Theoretical physicist J. Robert Oppenheimer was one of the leading men who had already had a firm idea on the concept of nuclear fission (along with Edward Teller and others) whilst he become named director of the Los Alamos Laboratory in northern New Mexico in 1943. Los Alamos Laboratory which became the introduction of which became known as Project Y, became officially set up on January 1, 1943. The building is where the primary Manhattan Project bombs were constructed and examined. On July sixteen, 1945, in a far flung barren region place near Alamogordo, New Mexico, the first atomic bomb became efficaciously detonated. This became known as the Trinity Test, creating an enormous sized mushroom cloud some 40-45,000 feet in the air excessive and ushering within the Atomic Age. Scientists running the operations of atomic bombs beneath Oppenheimer had developed distinct forms of bombs which was a uranium-based design called “the Little Boy” and a plutonium-based weapon referred to as “the Fat Man.” With both designs in the works at Los Alamos, they have both become an essential a part of U.S. approach aimed at bringing a very swift end to World War II and ensure world peace for the time being. (Information provided by Source 5)

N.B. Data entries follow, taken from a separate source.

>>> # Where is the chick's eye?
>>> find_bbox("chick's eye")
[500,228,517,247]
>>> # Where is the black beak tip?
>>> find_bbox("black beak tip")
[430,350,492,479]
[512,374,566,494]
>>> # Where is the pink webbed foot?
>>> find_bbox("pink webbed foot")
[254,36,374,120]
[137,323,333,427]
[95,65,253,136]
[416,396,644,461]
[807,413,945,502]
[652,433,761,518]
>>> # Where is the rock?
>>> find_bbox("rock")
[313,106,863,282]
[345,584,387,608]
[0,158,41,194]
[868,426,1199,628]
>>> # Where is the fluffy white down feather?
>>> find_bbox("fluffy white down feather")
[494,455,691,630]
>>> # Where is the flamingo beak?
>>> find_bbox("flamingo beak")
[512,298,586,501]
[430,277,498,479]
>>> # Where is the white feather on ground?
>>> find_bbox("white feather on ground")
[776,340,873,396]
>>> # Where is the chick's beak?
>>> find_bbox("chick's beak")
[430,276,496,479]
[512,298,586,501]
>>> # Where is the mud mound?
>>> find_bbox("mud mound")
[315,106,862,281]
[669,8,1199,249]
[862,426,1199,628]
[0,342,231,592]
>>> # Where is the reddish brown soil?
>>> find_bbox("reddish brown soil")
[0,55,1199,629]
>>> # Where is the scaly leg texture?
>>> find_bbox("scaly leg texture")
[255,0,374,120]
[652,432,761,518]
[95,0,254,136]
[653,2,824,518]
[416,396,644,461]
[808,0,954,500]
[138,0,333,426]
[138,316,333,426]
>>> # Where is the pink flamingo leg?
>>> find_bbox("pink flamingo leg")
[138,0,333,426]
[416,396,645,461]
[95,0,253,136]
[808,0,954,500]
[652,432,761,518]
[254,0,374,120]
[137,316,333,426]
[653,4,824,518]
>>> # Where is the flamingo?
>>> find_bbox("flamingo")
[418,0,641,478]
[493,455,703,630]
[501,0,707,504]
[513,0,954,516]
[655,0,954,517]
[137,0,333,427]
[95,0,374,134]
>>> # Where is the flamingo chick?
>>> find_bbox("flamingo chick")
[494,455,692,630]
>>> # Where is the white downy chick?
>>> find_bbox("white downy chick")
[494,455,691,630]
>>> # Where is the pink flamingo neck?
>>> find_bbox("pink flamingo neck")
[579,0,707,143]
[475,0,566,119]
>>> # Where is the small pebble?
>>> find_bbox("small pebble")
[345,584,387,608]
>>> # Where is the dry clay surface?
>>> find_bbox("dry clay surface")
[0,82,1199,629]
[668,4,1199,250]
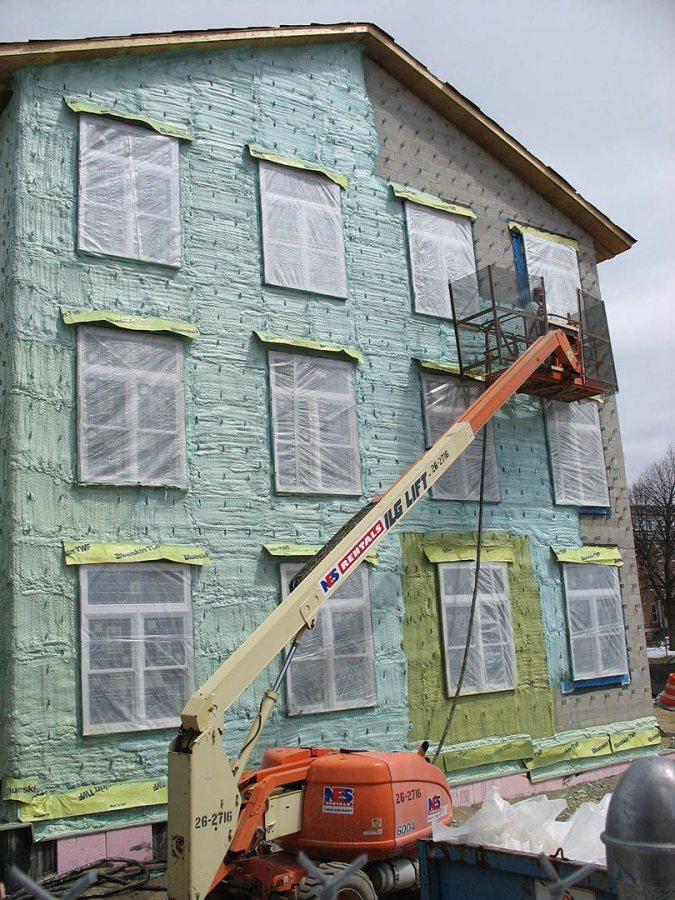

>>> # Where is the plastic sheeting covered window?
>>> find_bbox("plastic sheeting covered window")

The United States planned to use these weapons of mass destruction of Japan, who was gearing up to fight against the United States at the time. While tests were being conducted to the two of the atom bombs, president Harry S. Truman had warned Japan of what was yet to come. Without giving away exactly what the United States was equipped with, the U.S. had warned Japan that they had something that would absolutely ruin Japan. Although Japan had been warned of this weapon of mass destruction, Japan had given no response to the United States. The President had given Japan the chance to surrender and save the lives of their nation but with no response the U.S. decided to act. (Information provided by Source 5)
On August 6, 1945, the U.S. military sent a B-29 bomber plane into Hiroshima and dropped the first atomic bomb. This eliminated 90 percent of the city and instantly killed an estimated 80,000 people in the process. Just about 3 days later, the U.S. came in with another B-29 bomber plane and dropped the second atomic bomb on Nagasaki killing an estimated 40,000 people instantly. Shortly after this had happened, Japan saw their crushing defeat and decided to surrender. (Information provided by Sources 1, and 4)

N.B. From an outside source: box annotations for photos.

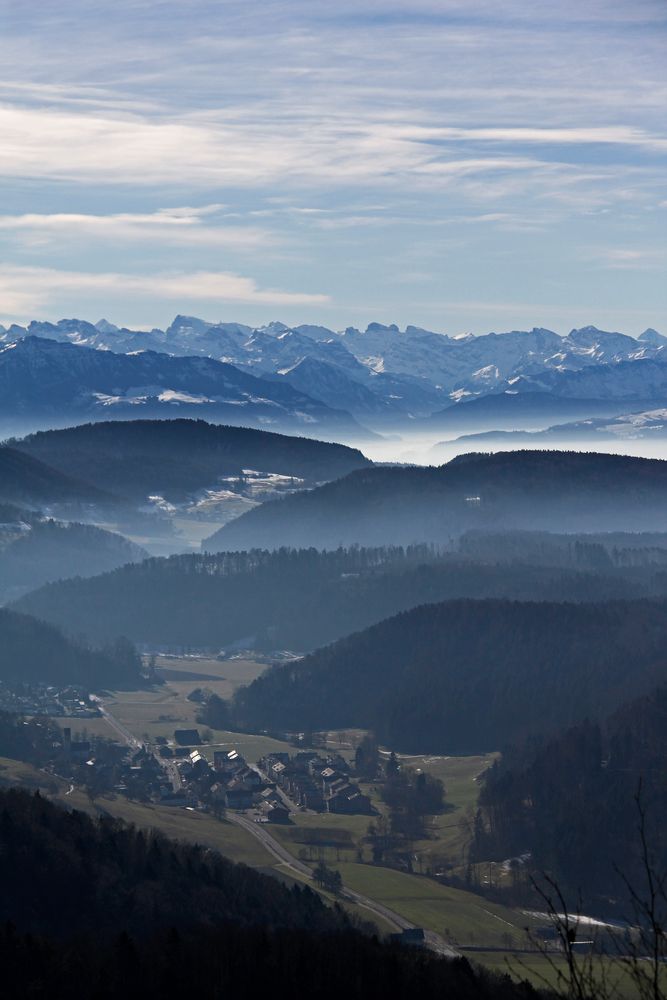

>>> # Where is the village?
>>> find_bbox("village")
[0,681,100,719]
[126,729,373,823]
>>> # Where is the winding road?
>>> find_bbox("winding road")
[99,698,461,958]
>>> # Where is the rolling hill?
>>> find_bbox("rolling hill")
[0,608,141,690]
[12,419,371,501]
[202,451,667,551]
[0,512,147,604]
[0,445,114,507]
[10,538,640,651]
[232,600,667,754]
[0,336,363,436]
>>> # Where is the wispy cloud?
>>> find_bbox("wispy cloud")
[0,265,329,316]
[0,0,667,326]
[0,205,279,250]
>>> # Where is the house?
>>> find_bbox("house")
[225,788,254,809]
[213,750,246,774]
[174,729,201,747]
[389,927,426,948]
[259,802,289,823]
[326,782,373,816]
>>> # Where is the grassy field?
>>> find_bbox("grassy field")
[98,656,288,761]
[474,951,656,1000]
[337,863,529,950]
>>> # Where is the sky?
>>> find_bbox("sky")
[0,0,667,334]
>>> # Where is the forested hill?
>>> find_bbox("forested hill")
[12,420,370,500]
[0,512,147,604]
[0,445,111,507]
[203,451,667,551]
[15,542,640,651]
[474,687,667,915]
[0,608,141,690]
[232,600,667,754]
[0,790,537,1000]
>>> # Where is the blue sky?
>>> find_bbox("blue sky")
[0,0,667,334]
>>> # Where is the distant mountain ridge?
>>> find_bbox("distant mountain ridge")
[232,600,667,754]
[0,336,364,436]
[11,419,371,501]
[207,450,667,551]
[0,316,667,427]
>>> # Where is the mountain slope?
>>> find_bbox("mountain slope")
[11,548,640,651]
[0,608,141,689]
[233,601,667,754]
[202,451,667,551]
[0,445,111,506]
[0,520,147,604]
[0,316,667,425]
[13,419,370,500]
[473,686,667,916]
[0,789,537,1000]
[0,337,360,432]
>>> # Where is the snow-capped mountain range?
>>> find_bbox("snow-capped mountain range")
[0,316,667,429]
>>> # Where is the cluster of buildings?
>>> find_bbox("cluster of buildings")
[0,681,100,719]
[259,750,373,816]
[159,729,290,823]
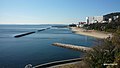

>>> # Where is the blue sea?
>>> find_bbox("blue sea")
[0,25,96,68]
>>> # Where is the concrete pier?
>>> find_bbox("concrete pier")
[52,43,92,52]
[14,31,35,38]
[14,27,50,38]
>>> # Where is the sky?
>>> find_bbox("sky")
[0,0,120,24]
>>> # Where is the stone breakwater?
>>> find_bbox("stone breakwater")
[52,43,93,52]
[14,27,50,38]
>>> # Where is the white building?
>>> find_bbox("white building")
[86,16,103,24]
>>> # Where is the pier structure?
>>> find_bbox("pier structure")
[14,27,50,38]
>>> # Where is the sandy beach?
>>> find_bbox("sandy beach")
[70,27,111,39]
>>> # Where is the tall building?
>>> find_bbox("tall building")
[103,12,120,22]
[86,16,103,24]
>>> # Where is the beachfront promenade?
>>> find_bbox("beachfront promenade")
[52,43,92,52]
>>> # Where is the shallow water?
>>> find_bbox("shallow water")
[0,25,96,68]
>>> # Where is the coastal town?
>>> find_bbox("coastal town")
[69,12,120,39]
[0,0,120,68]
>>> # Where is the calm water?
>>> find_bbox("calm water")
[0,25,96,68]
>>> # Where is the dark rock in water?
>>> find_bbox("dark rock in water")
[14,31,35,38]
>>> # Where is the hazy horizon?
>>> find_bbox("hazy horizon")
[0,0,120,24]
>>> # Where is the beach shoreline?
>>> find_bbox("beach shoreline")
[70,27,112,39]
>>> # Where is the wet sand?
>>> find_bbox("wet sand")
[70,27,112,39]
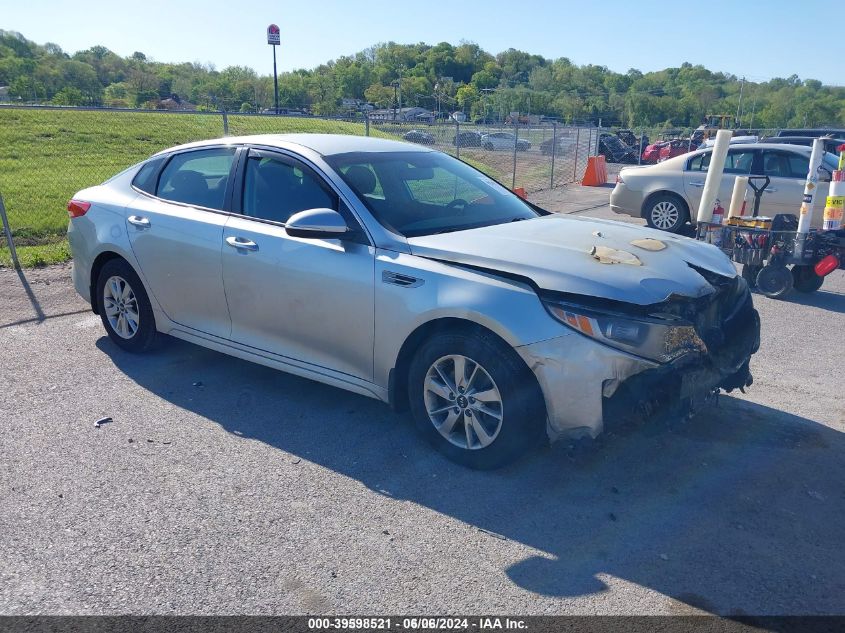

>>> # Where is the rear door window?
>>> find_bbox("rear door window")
[243,153,338,223]
[156,147,236,210]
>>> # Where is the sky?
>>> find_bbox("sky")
[0,0,845,85]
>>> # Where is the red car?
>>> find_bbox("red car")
[657,139,698,161]
[642,138,698,163]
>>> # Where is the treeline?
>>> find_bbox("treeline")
[0,30,845,128]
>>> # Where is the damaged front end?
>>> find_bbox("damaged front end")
[523,267,760,439]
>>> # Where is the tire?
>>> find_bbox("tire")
[742,264,762,289]
[96,259,156,353]
[408,332,545,470]
[792,266,824,293]
[757,264,793,299]
[643,193,689,233]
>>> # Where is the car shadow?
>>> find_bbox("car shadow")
[97,337,845,615]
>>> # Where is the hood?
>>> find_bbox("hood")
[408,215,736,305]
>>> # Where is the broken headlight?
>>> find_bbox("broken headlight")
[543,300,707,363]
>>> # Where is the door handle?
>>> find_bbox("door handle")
[226,236,258,251]
[126,215,150,229]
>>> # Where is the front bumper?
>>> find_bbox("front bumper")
[516,295,760,441]
[610,182,643,218]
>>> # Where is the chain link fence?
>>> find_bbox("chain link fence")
[0,106,664,266]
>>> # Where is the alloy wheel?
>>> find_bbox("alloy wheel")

The event that happened both at the start of World War II and the events after, were shaping the relations between Japan and the United States. Right after Japan’s crushing defeat by the United States, they U.S. had made a few deals of sorts with Japan. This included an agreement to reduce Japan’s military power. The U.s. let Japan keep their emperor, Hirohito, but renounced Japan’s ability to make war. The U.S. approved a constitution with Japan that did not permit Japan to defend themselves, which was a responsibility that the U.S. had to be prepared to take on. In the year of 1960, Japan and the U.S. both signed the mutual peace treaty which had allowed the U.S. to keep forces in Japan. All of these moves made by the U.S. in efforts to solidify that Japan and the U.S. remained in peace, had paved the way for a respectful relationship. Japan’ cooperation with the U.S. with all of the rules and treaties or agreements as you may call them, allowed for the U.S. and Japan to become more of allies to each other. You could throw this into perspective of kids. It’s very similar to how kids at a young age don’t like each other but as they mature and grow they grow fond of each other and gan a level of respect that will remain with the two. To this day, japan and the United States remain allies and keep peace with each other, and they work as a team to ensure peace among other nations as well. (Information provided by Source 3)
Pearl harbor was deadliest attack on American soil without a doubt. Although it was such a devastating event, the United States and Japan managed to work things out in good time. They were able to build a strong relationship and unite their nations together to solve bigger global problems. From 1941, the year of the Pearl Harbor attack, to preset day, the relationship between the United States and Japan has grown into a very respectful and friendly relationship.